Swin MoCo: Improving parotid gland MRI segmentation using contrastive learning

Med Phys. 2024 May 15. doi: 10.1002/mp.17128. Online ahead of print.

Abstract

Background: Segmentation of the parotid glands and tumors by MR images is essential for treating parotid gland tumors. However, segmentation of the parotid glands is particularly challenging due to their variable shape and low contrast with surrounding structures.

Purpose: The lack of large and well-annotated datasets limits the development of deep learning in medical images. As an unsupervised learning method, contrastive learning has seen rapid development in recent years. It can better use unlabeled images and is hopeful to improve parotid gland segmentation.

Methods: We propose Swin MoCo, a momentum contrastive learning network with Swin Transformer as its backbone. The ImageNet supervised model is used as the initial weights of Swin MoCo, thus improving the training effects on small medical image datasets.

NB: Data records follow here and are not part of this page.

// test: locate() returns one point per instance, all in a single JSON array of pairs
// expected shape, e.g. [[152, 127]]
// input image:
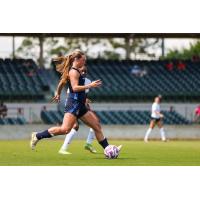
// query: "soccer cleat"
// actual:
[[146, 140], [119, 147], [64, 152], [34, 140], [90, 148]]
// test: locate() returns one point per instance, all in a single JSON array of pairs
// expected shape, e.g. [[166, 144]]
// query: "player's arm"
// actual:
[[160, 114], [60, 86], [74, 79]]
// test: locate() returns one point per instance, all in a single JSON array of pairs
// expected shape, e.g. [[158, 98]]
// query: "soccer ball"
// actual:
[[111, 152]]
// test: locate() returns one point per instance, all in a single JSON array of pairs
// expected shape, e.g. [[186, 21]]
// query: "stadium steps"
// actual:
[[119, 117]]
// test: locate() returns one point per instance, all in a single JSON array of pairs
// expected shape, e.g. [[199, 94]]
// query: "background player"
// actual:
[[156, 119]]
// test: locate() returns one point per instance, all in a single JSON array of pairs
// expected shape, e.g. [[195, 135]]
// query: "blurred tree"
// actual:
[[185, 53], [114, 48]]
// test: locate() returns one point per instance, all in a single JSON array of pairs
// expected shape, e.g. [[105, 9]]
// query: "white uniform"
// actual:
[[87, 81], [155, 108]]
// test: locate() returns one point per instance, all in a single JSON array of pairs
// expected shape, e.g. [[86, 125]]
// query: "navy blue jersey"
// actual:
[[79, 96]]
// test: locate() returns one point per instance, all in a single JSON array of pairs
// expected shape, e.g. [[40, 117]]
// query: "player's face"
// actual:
[[84, 70], [81, 61]]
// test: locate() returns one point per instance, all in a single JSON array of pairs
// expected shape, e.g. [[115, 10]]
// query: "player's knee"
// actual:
[[65, 130], [76, 127], [97, 127]]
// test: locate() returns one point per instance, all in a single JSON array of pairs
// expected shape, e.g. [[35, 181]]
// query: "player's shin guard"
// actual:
[[162, 133], [68, 139], [44, 134], [147, 134], [90, 137]]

Results: Swin MoCo trained with transfer learning improves parotid gland segmentation to 89.78% DSC, 85.18% mIoU, 3.60 HD, and 90.08% mAcc. On the Synapse multi-organ computed tomography (CT) dataset, using Swin MoCo as the pre-trained model of Swin-Unet yields 79.66% DSC and 12.73 HD, which outperforms the best result of Swin-Unet on the Synapse dataset.

Conclusions: The above improvements require only 4 h of training on a single NVIDIA Tesla V100, which is computationally cheap. Swin MoCo provides new approaches to improve the performance of tasks on small datasets. The code is publicly available at https://github.com/Zian-Xu/Swin-MoCo.

Keywords: contrastive learning; image segmentation; parotid gland tumor; transformer; unsupervised learning.